The practice was outlawed by state regulators in 2005, but insurers are being allowed to factor credit reports into their rates pending the outcome of their lawsuit at the high court.
Most large insurers in Michigan use some form of credit scoring to give discounts on premiums. Generally, the better a customer’s credit report, the lower his or her insurance premium, the companies say.
Lawyers for the industry told justices that former insurance commissioner Linda Watters overstepped her authority when she barred insurers from providing discounts to policyholders with good credit ratings.
“Insurance scores work,” attorney Peter Ellsworth said. “They are actuarially sound. If they weren’t, insurance companies wouldn’t be before this court today asking to be able to use them.”
He warned that at least 60 percent of policyholders will pay higher premiums if the court allows the ban against insurance credit scoring.
Critics, however, say insurers raise all base rates, then “discount” some.
“Insurance scoring makes insurance less available and affordable as a whole by driving up the cost for people who are least able to pay,” said Assistant Attorney General William Chenoweth. “Discounts given to favored policyholders are paid for by premium increases charged people who are disfavored.”
He said the practice is illegal because it does not cut insurers’ overall losses – unlike giving discounts for having anti-theft devices or fire extinguishers. Chenoweth also said credit reports are too unreliable because of errors.
The fight over basing premiums on credit history has been raging in Lansing for at least five years.
Watters, who was appointed by Democratic Gov. Jennifer Granholm, held public hearings in 2004. In 2005, the administration set rules reducing base rates and prohibiting discounts for good credit ratings.
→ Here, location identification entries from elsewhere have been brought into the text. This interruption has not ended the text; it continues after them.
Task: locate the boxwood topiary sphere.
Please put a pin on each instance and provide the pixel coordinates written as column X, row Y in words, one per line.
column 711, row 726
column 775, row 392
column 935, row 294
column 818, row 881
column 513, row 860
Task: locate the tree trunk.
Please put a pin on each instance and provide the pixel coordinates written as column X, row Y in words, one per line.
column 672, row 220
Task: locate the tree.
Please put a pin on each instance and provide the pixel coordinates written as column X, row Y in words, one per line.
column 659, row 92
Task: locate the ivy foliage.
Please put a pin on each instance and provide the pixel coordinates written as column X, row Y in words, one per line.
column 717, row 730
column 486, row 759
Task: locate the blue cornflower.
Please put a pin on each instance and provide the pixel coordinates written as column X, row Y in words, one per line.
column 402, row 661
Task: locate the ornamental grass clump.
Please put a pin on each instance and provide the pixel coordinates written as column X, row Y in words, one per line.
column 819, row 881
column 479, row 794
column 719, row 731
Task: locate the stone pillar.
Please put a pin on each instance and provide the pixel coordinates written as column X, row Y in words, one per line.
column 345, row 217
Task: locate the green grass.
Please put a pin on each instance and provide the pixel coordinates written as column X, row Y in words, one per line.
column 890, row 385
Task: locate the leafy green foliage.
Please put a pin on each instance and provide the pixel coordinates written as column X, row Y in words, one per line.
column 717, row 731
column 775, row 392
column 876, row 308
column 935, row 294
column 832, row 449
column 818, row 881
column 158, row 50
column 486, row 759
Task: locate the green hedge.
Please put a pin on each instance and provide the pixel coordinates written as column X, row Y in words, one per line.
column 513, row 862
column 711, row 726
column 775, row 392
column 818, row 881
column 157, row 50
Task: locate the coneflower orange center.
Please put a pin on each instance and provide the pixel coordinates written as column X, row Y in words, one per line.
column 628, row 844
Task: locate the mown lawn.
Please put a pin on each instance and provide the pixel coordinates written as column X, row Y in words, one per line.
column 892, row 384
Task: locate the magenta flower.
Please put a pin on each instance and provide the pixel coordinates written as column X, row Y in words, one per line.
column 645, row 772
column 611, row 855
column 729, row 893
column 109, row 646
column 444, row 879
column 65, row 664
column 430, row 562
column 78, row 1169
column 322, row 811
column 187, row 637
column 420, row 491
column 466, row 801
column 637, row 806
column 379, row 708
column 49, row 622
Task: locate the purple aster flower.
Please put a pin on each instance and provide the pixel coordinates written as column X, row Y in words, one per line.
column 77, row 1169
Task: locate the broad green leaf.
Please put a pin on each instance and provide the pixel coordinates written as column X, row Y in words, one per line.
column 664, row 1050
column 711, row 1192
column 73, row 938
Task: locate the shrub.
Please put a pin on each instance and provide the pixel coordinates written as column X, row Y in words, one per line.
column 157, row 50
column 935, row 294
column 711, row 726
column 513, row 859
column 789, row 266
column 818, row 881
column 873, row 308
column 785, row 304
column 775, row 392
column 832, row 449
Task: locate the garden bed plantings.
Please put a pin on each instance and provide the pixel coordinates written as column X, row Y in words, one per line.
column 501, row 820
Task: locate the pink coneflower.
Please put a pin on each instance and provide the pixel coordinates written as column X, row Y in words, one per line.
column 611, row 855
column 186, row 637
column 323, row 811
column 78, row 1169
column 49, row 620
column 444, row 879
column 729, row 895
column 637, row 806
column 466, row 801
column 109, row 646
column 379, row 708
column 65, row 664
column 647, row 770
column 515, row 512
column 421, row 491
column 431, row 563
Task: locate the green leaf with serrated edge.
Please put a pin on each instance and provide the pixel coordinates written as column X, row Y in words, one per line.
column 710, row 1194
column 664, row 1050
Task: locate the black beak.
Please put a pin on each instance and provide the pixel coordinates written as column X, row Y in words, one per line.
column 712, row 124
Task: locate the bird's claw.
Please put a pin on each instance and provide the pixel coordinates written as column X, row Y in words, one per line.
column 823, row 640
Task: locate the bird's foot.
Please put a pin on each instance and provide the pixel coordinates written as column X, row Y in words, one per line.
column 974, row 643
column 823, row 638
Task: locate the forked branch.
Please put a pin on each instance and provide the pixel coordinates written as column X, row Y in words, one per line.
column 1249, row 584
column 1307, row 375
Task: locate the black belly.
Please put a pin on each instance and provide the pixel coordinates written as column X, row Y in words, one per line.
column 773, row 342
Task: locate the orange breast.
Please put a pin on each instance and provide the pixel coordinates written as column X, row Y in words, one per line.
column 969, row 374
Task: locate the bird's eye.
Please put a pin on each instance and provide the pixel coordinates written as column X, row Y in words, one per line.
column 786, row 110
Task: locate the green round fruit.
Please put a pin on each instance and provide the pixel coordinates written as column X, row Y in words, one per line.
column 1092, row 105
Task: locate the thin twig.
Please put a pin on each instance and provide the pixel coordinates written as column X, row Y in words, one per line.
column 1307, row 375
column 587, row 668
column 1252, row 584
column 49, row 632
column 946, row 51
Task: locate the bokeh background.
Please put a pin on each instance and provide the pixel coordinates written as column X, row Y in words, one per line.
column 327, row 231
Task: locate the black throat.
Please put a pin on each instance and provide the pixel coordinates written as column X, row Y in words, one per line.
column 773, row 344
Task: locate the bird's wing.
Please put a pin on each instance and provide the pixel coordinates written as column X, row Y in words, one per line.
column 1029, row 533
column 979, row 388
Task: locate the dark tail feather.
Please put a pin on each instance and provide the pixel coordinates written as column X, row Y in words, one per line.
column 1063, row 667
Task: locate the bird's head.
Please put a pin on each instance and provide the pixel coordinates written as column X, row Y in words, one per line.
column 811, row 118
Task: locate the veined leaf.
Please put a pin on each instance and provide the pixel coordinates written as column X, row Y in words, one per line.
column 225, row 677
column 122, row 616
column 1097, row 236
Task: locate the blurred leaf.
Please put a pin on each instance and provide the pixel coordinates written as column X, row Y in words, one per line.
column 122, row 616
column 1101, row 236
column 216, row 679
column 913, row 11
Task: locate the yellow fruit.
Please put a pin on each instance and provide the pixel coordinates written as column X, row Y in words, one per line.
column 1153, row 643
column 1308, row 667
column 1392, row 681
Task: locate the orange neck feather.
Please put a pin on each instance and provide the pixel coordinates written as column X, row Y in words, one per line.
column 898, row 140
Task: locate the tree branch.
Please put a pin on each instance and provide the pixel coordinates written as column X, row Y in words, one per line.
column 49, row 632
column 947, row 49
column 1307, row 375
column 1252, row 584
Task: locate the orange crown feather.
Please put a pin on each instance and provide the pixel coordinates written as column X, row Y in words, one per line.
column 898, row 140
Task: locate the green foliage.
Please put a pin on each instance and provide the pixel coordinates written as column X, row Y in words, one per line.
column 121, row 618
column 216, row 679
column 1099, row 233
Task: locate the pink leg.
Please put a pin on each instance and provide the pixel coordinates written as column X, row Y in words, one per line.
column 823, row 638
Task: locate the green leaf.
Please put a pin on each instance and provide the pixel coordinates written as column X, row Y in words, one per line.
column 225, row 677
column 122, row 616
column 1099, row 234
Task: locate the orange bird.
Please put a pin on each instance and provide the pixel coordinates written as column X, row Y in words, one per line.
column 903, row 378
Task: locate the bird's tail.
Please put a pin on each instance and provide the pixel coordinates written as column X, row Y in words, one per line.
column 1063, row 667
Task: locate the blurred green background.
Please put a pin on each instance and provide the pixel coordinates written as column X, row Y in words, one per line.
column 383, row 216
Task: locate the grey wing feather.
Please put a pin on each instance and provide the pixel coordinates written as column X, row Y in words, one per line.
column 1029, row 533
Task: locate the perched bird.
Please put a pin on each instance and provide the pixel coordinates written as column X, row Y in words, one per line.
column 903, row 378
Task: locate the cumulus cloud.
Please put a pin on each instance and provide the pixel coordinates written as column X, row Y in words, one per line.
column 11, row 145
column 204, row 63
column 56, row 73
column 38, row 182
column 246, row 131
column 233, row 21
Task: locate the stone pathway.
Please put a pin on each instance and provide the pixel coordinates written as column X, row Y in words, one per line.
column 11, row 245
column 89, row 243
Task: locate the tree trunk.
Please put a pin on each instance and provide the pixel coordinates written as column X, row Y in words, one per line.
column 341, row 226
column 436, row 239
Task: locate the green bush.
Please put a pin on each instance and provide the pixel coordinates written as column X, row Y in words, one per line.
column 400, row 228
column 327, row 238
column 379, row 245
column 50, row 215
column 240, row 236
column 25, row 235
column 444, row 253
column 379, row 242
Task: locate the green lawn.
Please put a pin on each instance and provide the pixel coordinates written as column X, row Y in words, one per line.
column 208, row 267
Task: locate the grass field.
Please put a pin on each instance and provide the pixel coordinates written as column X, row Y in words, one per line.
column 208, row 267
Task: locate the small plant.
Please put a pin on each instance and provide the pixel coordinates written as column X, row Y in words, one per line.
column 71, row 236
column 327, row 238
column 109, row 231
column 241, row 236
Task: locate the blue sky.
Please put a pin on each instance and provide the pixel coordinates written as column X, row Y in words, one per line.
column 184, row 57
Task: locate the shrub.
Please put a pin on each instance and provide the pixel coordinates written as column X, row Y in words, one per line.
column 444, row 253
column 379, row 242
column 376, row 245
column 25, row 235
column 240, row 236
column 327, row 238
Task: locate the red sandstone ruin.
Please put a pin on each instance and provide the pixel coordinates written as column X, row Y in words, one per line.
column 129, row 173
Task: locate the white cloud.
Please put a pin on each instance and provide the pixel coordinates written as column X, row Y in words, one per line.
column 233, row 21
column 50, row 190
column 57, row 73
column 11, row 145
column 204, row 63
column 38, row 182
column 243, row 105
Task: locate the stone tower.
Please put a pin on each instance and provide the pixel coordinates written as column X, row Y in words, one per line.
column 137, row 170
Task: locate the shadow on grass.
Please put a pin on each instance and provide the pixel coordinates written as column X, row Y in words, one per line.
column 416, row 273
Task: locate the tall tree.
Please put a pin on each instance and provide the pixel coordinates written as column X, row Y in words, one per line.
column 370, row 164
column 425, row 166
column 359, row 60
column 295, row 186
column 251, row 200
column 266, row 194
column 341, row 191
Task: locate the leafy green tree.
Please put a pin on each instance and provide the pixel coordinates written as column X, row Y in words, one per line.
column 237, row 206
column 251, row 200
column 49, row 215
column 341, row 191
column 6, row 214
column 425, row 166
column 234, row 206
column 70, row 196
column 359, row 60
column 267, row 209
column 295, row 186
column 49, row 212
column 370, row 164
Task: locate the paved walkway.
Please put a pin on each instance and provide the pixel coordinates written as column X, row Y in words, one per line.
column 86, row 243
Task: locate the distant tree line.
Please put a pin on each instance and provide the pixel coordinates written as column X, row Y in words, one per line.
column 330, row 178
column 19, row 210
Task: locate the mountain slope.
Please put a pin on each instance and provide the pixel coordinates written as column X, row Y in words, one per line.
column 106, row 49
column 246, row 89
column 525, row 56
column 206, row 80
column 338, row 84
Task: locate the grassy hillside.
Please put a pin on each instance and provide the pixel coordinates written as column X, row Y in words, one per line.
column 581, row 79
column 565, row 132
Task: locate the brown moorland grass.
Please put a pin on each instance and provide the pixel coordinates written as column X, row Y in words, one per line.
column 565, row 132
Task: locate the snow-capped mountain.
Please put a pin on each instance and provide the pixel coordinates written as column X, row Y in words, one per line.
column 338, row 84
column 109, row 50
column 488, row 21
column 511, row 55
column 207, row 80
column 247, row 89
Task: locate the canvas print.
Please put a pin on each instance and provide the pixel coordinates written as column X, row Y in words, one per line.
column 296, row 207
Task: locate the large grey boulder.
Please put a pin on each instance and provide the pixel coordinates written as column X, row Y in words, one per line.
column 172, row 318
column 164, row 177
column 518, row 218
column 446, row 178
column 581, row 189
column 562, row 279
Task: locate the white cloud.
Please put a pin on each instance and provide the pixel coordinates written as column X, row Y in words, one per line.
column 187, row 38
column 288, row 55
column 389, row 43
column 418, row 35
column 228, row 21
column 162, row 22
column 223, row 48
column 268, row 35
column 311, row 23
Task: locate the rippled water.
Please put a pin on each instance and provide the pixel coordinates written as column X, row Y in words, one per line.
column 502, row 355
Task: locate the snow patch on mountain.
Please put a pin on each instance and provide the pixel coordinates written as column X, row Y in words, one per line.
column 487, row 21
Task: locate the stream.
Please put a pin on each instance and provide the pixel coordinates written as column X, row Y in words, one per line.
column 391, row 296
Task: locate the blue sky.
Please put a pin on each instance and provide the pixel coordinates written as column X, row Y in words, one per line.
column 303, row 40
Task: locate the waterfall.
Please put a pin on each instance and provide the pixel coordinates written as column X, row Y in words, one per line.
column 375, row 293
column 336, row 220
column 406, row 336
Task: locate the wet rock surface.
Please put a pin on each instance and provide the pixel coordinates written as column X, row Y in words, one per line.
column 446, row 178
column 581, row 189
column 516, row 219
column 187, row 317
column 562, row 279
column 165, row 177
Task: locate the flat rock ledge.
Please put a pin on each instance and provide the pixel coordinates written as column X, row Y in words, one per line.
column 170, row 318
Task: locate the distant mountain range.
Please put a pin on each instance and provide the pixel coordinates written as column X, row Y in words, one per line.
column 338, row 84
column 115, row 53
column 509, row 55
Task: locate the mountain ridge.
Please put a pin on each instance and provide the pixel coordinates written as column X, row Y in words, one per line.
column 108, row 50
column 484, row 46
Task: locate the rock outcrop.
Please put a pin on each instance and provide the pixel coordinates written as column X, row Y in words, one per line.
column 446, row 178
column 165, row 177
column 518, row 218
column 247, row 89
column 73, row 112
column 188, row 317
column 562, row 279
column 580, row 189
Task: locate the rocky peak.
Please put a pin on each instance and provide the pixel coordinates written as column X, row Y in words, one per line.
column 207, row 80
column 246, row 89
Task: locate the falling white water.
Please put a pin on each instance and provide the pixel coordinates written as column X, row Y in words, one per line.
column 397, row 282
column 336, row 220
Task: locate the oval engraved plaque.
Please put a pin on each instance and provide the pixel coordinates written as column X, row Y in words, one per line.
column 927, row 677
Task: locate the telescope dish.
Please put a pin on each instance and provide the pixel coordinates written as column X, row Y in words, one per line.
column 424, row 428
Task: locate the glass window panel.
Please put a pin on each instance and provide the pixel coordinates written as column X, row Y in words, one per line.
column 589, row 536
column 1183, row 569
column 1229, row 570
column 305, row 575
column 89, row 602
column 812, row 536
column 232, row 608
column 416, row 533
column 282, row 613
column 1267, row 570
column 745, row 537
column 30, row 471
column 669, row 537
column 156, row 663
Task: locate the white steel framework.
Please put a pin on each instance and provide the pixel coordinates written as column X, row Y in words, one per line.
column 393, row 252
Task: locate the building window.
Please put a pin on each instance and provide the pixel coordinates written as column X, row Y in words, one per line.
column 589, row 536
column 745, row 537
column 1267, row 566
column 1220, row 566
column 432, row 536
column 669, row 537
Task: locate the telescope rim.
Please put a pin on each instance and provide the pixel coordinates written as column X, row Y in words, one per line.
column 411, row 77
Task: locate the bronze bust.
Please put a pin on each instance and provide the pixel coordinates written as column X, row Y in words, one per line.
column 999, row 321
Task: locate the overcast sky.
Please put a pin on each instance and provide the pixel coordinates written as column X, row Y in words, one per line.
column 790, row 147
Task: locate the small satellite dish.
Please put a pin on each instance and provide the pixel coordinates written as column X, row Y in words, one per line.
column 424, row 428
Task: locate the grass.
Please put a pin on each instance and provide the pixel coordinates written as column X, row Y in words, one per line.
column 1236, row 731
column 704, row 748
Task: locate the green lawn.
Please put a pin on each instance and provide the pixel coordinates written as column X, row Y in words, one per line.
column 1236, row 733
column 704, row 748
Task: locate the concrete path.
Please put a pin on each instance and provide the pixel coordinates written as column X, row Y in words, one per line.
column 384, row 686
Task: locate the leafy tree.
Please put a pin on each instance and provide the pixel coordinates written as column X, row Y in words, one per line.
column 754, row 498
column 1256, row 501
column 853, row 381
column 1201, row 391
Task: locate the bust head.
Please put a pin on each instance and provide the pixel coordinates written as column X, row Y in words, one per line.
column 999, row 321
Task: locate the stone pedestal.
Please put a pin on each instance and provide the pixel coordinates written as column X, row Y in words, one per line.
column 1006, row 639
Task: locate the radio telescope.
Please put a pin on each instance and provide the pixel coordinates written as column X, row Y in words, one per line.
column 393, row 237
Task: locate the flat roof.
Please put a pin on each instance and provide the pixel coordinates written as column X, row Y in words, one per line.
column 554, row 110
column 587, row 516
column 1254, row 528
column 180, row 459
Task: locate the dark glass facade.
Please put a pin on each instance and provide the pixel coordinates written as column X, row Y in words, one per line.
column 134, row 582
The insurance industry, four insurers and a policyholder sued to block the change from taking effect.
Barry County Circuit Judge James Fisher declared the rules illegal and unenforceable.
But in 2008, the Court of Appeals said Fisher wrongly considered additional evidence instead of limiting his review to the administrative rule-making record. A fractured panel found little else to agree on in three separate opinions, including whether the trial judge should have heard the suit because there is another way to challenge regulatory decisions.
The Supreme Court heard arguments for nearly 90 minutes.
Three Republican justices appeared to have problems with the ban. But three Democrats and a Republican did not ask many questions, making their position harder to gauge.
A ruling is expected before August.
Michigan’s insurance consumer advocate Melvin “Butch” Hollowell criticized insurers for basing rates on people’s occupation, education and record of paying bills.
“These factors have nothing to do with how consumers drive,” Hollowell said in a statement. “How can insurance companies justify charging consumers 50 percent more for their auto insurance if they don’t have a college degree? They can’t.”
Watters’ successor, Ken Ross, also opposes insurance credit scoring.
But Peter Kuhnmuench, executive director of the Insurance Institute of Michigan, said all but three states permit insurance credit scoring. Though he is urging lawmakers to join 27 states and pass limits on how credit ratings are used, he opposes a ban.
“Today’s hearing is about the governor’s attempt to misuse a state agency to pass new laws and disallowing discounts to millions of financially responsible Michigan citizens in the process,” Michigan Insurance Coalition spokesman Tom Shields said in a statement.